The hktE/pgdx double mutants of H. influenzae Rd and Hib Eagan are extremely sensitive to supranormal concentrations of exogenously supplied H 2 O 2 , especially under conditions of low-complex nutrient availability. Susceptibilities of the wild-type and the hktE/pgdx double mutant strains of H. influenzae Rd and Hib Eagan to H2O2 were determined by the disk diffusion assay. Disks containing H2O2 were placed on lawns of exponential-phase pregrown bacteria spread over either sBHI or MIc agar plates and incubated overnight at 37°C under anaerobic conditions.
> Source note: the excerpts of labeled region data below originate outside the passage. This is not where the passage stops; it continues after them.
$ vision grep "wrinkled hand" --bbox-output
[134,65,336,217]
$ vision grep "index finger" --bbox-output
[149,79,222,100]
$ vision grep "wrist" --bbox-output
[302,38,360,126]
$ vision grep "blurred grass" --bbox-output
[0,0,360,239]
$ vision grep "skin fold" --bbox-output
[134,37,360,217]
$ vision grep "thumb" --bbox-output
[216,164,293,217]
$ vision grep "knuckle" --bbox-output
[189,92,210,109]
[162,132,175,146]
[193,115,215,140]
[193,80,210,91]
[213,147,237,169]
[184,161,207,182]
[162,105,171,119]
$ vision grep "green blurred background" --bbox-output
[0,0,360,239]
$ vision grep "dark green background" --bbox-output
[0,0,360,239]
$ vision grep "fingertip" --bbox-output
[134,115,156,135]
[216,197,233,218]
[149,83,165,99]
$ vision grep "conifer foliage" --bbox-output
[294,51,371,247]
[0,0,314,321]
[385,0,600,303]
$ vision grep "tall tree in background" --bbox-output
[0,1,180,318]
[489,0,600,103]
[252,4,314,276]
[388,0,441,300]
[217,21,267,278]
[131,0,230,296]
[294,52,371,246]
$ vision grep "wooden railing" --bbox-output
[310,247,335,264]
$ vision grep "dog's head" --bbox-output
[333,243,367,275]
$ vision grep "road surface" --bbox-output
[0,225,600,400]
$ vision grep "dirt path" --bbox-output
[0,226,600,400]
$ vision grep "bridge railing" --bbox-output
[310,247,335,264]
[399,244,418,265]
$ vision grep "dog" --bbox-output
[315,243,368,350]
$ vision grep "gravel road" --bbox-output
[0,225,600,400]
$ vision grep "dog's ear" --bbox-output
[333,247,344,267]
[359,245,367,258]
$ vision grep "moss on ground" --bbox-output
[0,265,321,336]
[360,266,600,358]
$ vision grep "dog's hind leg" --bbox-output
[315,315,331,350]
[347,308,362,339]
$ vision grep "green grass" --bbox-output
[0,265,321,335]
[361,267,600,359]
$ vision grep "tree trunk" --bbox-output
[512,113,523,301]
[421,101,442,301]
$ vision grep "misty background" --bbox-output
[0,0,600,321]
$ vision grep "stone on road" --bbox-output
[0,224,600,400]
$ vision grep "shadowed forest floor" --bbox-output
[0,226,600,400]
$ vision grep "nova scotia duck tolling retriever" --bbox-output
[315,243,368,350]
Data represent the mean zone of inhibition (in millimeters) plus the standard error of the mean (SEM) calculated from three independent experiments.

Full size image

In summary, respiratory-generated H2O2 seems to affect growth of hydroperoxidase-deficient H. influenzae Rd by blocking the supply of cellular building blocks, resulting in bacteriostasis. It thus appears that hktE- pgdx- H. influenzae Rd prevents the continuously generated stream of H2O2 being bacteriocidal, either by limiting the ferrous iron-mediated chemical reduction to the extremely harmful hydroxyl radicals (Fenton chemistry [22, 23]) or perhaps by having particularly efficient DNA damage repair mechanisms.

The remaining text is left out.